When it was found that many persons of rank, besides Lavinia, stole to these meetings, while his fellow-prisoners were so wrought upon by his heavenly-mindedness that they declared they had never known what true liberty and happiness were till they found them in a prison—Fannio was put into solitary confinement.
Though visitors were rigorously excluded, he reached them with his letters; notwithstanding the repeated change of his gaolers. With what intense interest must Lavinia and Olympia have pored over these letters! In 1550, Fannio was brought to the stake, and, being first strangled, was committed to the flames. He was the first of the Reformers who laid down his life for his faith.
Olympia, meanwhile, bereft of court favour, led a troubled and painful life. She wrote to Celio Curio—"After my father's death, I remained alone; abandoned by those who ought to have supported me. My sisters were involved in my misfortune, and only reaped ingratitude for the devotion and services of years. How deeply I felt it, you may readily conceive. Not one of those who had been our friends in former times had now the courage to show the least interest in us." She knew and he knew, indeed, that the Princess Lavinia was a noteworthy exception.
This cheerless loneliness was broken by the constancy of a young Bavarian student of medicine, named Grünthler, who had already offered his hand to her and been refused. He now renewed his addresses: his devotedness touched her heart, and she accepted him. They were married very quietly in 1550. "Neither the resentment of the Duke," she wrote to Curio, "nor all the miserable circumstances which surrounded me, could induce him to abandon his desire to make me his wife. So great and true a love has never been surpassed."
Leaving her under the protection of Lavinia, Grünthler repaired to Germany to find a home for her, where they might at least enjoy freedom of conscience.

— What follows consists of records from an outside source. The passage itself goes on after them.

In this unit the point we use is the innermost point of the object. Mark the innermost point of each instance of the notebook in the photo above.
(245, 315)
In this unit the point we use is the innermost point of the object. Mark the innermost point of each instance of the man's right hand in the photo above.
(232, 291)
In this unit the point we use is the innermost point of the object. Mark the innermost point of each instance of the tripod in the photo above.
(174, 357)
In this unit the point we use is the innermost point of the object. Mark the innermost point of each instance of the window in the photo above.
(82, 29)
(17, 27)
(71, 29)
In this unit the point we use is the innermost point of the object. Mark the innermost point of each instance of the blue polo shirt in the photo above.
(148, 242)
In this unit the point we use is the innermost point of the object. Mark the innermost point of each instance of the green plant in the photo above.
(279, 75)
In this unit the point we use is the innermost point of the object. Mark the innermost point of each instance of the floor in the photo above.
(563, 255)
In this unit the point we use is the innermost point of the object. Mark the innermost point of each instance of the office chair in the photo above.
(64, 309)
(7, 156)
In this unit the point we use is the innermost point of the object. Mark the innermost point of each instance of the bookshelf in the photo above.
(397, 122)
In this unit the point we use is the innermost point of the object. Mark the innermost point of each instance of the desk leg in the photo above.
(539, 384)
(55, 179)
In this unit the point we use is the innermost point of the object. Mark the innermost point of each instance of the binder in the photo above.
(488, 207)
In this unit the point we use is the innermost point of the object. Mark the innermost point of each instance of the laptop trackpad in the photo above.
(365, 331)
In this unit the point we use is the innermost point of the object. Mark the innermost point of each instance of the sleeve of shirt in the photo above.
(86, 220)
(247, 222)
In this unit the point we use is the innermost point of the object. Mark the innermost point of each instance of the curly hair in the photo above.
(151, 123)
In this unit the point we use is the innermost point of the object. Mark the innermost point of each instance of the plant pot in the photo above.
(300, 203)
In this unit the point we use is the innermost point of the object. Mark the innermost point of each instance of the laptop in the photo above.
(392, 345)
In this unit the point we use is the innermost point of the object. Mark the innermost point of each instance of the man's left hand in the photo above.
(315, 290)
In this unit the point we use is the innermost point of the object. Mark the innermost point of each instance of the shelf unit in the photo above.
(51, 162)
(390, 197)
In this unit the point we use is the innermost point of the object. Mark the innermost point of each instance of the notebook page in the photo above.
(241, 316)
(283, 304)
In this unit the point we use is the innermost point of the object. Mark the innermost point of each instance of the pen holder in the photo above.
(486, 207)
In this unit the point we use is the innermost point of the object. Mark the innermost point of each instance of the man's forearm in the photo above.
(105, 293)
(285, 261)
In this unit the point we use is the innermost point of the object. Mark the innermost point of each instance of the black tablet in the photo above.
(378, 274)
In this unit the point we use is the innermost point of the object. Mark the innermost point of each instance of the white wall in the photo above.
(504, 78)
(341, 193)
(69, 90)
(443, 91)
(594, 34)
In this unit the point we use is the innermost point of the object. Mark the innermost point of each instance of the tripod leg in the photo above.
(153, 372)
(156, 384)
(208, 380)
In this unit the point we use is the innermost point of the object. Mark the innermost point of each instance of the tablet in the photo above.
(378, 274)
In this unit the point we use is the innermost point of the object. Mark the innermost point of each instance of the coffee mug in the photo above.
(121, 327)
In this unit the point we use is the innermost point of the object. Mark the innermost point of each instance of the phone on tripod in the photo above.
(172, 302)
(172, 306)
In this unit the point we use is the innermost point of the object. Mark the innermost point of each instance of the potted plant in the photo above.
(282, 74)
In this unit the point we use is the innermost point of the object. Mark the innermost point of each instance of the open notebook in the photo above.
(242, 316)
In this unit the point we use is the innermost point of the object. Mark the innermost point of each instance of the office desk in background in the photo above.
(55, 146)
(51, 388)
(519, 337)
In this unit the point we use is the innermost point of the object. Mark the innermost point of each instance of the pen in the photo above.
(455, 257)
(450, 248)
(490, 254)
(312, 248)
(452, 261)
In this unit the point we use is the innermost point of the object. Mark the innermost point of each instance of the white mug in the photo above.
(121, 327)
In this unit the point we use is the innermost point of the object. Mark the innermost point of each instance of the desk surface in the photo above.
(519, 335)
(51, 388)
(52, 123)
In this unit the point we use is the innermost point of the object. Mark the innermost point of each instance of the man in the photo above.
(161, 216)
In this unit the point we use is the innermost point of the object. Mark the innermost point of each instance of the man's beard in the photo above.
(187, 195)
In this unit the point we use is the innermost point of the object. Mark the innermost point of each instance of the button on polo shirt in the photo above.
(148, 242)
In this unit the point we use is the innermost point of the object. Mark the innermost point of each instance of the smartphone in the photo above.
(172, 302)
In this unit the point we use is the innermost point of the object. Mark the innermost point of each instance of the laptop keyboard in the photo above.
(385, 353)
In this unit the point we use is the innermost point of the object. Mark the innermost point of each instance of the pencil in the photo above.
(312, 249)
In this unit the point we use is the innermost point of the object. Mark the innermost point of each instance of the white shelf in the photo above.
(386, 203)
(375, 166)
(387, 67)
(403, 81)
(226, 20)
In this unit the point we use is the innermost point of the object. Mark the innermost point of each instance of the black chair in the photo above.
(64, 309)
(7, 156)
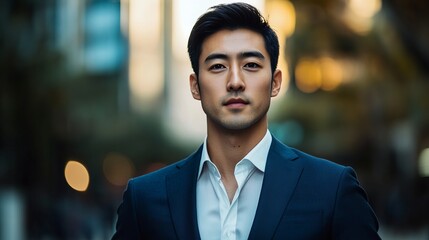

"Your departure," Olympia wrote to him, "was a great grief to me, and your long absence is the greatest misfortune that could befall me. I am always fancying you have had a fall, have broken your limbs, or been frozen by the extreme cold. You know what the poet says—
"Res est soliciti plena timoris amor."
"If you would alleviate this tormenting anxiety, let me know what you are about; for my whole heart is yours, as you know full well."